For example, the keepalive settings can be determined with a bit of probing. Using the defaults of 1000/75s/1h, distributed hosts could open connections, send a burst of 953 requests, and then a single request every 75s thereafter for 1h, and repeat on closure.

Because request allocations are not fully-reclaimed, those allocations can be maxed out with this type of attack can they not?

comment:5 by Maxim Dounin, 5 days ago

First of all, you are mixing two independent things:

  1. Connection-related memory cleanup on connection close. Keepalive request limits ensure that memory usage by a connection is limited, even if there are some per-request memory allocations from the connection pool.
  2. External observability to make it possible to stop various DoS attacks by external tools. It can be used to stop many types of DoS attacks, trying to use various DoS vectors, not necessary targeting connection-related memory allocations.

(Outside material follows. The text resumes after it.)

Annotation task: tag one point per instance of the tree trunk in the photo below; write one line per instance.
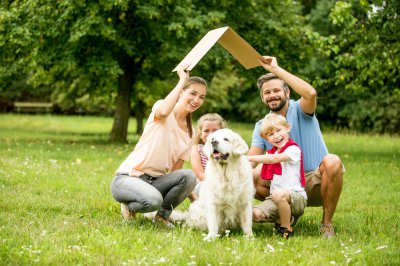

Attacks on connection-related memory allocations are unlikely practical with the current limits, since there are limits. For example, let's assume there are 1k of connection-related memory allocations per request.

Without the limits this means that an attacker can do, for example, 1 million of requests and this will result in 1g of memory being allocated. This is quite noticeable for many setups (and nothing can stop the attacker from making even more requests).

With the 1000 keepalive_requests limit, it means that a single connection cannot allocate more than 1m of memory - which is comparable to typical per-connection memory usage in most setups (especially when using HTTP/2). That is, such an "attack" would be no worse than simply opening a connection. While the attacker could try to make the attack as effective as possible within the limits, it's still not expected to be effective enough to be seriously considered.